There are two procedures used by DKMS – bone marrow donation, which is used in about 25% of cases, most often when the patient is a child, and Peripheral Blood Stem Cell Donation (PSBC). Because my patient was a young adult, I had the PSBC procedure. PBSC is a non-surgical procedure that collects stem cells via a patient’s bloodstream. Four days prior to the donation day, a home health nurse gave me daily shots of filgrastim, a synthetic protein that speeds up the production of white blood cells. The injections helped ensure that I would have more blood stem cells to donate to the patient.

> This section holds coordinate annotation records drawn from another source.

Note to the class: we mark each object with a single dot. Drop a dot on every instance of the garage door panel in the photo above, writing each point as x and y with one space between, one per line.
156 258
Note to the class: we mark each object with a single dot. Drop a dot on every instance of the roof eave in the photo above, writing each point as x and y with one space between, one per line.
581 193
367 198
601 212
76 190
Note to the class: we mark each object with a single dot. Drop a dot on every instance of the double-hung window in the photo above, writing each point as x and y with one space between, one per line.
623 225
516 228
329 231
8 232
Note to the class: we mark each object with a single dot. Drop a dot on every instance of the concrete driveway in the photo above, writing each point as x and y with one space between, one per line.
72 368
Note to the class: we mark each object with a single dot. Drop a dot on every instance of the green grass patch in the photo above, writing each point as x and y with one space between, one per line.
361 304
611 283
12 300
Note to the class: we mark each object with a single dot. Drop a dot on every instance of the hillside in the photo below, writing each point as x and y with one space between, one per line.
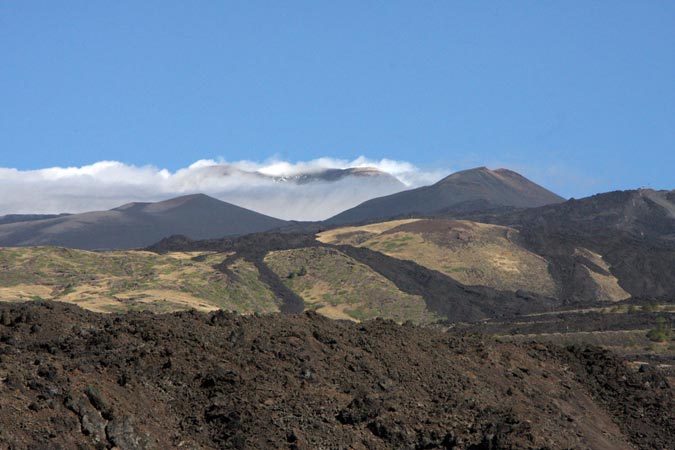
465 191
477 254
132 280
634 231
137 225
72 378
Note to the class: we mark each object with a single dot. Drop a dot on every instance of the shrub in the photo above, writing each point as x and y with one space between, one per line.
662 332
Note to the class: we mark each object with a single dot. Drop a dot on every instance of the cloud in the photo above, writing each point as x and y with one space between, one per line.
266 186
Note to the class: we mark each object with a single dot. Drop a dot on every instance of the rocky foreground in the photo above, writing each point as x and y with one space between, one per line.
75 379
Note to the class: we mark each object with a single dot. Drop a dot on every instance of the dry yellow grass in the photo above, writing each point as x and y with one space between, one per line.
607 286
470 252
339 287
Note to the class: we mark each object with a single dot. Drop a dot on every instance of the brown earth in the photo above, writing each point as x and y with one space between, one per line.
76 379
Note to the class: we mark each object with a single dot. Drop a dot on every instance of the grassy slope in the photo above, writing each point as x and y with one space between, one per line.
471 253
337 286
121 281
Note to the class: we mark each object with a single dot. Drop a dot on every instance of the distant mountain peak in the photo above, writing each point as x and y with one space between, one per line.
469 190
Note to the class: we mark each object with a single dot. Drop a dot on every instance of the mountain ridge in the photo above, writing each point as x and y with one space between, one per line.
135 225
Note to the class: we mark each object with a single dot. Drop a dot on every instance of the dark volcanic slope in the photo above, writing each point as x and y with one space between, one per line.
73 379
14 218
139 224
475 189
633 230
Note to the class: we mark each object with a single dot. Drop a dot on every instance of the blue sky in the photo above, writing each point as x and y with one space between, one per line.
577 95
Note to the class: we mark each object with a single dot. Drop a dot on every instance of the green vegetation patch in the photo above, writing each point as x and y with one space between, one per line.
132 280
340 287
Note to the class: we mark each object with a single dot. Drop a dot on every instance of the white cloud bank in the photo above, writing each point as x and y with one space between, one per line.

On my donation day, I received the last of my filgrastim injections and had a catheter inserted into my neck. For the PSBC procedure, I was hooked up to a machine for six hours that filtered out my blood stem cells and returned the remaining blood to my body. In a normal world, my donation would immediately go to the patient, but due to COVID-19 my donation was cryopreserved for two weeks for the safety of the recipient.
While I was exhausted and sore, with flu-like symptoms from both the filgrastim injections and the PBSC, I knew that anything I was suffering was nothing compared to what the patient was likely going through. I’ve since connected with my recipient – he’s cancer free and we hope to meet in the future!

It was a deeply rewarding experience to be able to help another person in this special way and I would certainly do this all again. I highly encourage any healthy adult between the ages of 18 and 60 to register — you never know who could be waiting for your help through donation!